The film has rather an amusing lack of regard for continuity too, with various adversaries blantently changing sizes from shot to shot in order to ramp up the scale of the fights. It’s not unusual for some random thug suddenly shoot up from a healthy six foot five to an utterly ridiculous twenty meters and back again just to help create an awesome shot. It’s also unclear why some other people also have random superpowers as the dub I’m familiar with deems it a low priority to explain itself. Is the dude who can turn his skin to iron and the massive fat guy with the dough-like belly using some other form of funky martial art, or are they just mutants – the film decrees that it can’t possibly matter when there’s way more blood explosions to squeeze in.
Some might understandably find such grotesquely macho posturing obviously absurd – the women are literally nothing more than prizes to brawl for – and the film’s aggressive need to spray blood everywhere every four minutes feels somewhat immature when there’s barely any real characterization or plot to speak of. But the minimalist storytelling works hand in hand with the ultra-violence to create a fantasy film that almost veers into arthouse due to the weirdly abstract nature of the piece. Well, that and all the body-popping; and I’m not talking about the dance, either.

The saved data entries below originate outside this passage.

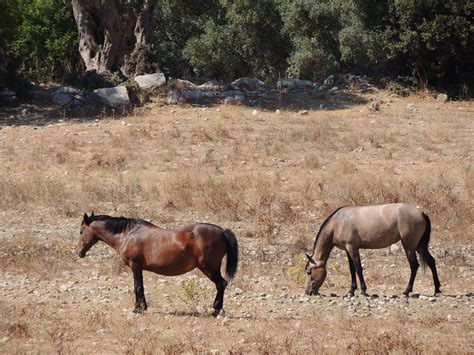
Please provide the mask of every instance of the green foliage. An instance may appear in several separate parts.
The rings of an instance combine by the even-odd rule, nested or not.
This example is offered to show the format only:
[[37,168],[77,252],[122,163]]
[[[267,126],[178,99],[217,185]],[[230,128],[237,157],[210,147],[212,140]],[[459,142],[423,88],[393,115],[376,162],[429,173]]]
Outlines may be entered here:
[[67,84],[80,86],[87,90],[110,88],[123,84],[126,81],[127,78],[122,73],[111,73],[107,70],[101,73],[97,73],[95,70],[88,70],[82,75],[72,74],[66,78]]
[[[120,1],[120,11],[136,12],[142,2]],[[102,12],[104,4],[94,2]],[[0,6],[0,80],[16,72],[42,81],[78,77],[83,67],[70,1]],[[474,90],[473,17],[469,0],[162,0],[154,42],[128,58],[129,72],[155,71],[149,64],[156,60],[175,77],[321,81],[343,71],[388,77],[400,93],[408,87],[398,77],[410,77],[419,87],[464,97]],[[103,79],[84,80],[94,87]]]
[[283,31],[292,45],[290,75],[321,80],[340,66],[338,34],[342,7],[337,0],[280,2]]
[[21,25],[14,54],[32,79],[61,79],[80,63],[69,1],[19,0]]
[[223,21],[208,20],[203,33],[184,48],[195,72],[226,79],[276,79],[284,71],[289,48],[275,2],[237,0],[223,2],[223,8]]
[[2,23],[0,24],[0,84],[6,81],[9,66],[13,59],[12,43],[19,26],[19,8],[17,1],[0,0]]
[[219,23],[224,15],[217,0],[159,1],[153,15],[153,34],[161,70],[170,76],[187,77],[192,72],[183,52],[187,42],[199,37],[208,21]]

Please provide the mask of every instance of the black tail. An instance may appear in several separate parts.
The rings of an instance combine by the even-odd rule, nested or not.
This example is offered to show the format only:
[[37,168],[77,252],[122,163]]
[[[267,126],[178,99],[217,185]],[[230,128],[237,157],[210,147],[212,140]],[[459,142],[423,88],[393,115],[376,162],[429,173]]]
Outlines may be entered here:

Ferocious, unrestrained by anything approaching reality and metal as fuck, Fist Of The North Star may have datedly a mite awkwardly here and there (a magnificently cheesey 80s rock ballad “Heart Of Madness” plays over a climactic fight like the worst kind of Rocky montage) and yet those who grew up with this level of insanity during their formative years will no doubt recalls Ken’s screechy lightning punches with a big smile on their faces.

It’s big, it’s ridiculous and it stick a muscular middle finger up and anything even resembling rudimentary physics or biology – but isn’t that the whole reason we love anime in the first place? Punch. Crunch. Splat. End scene.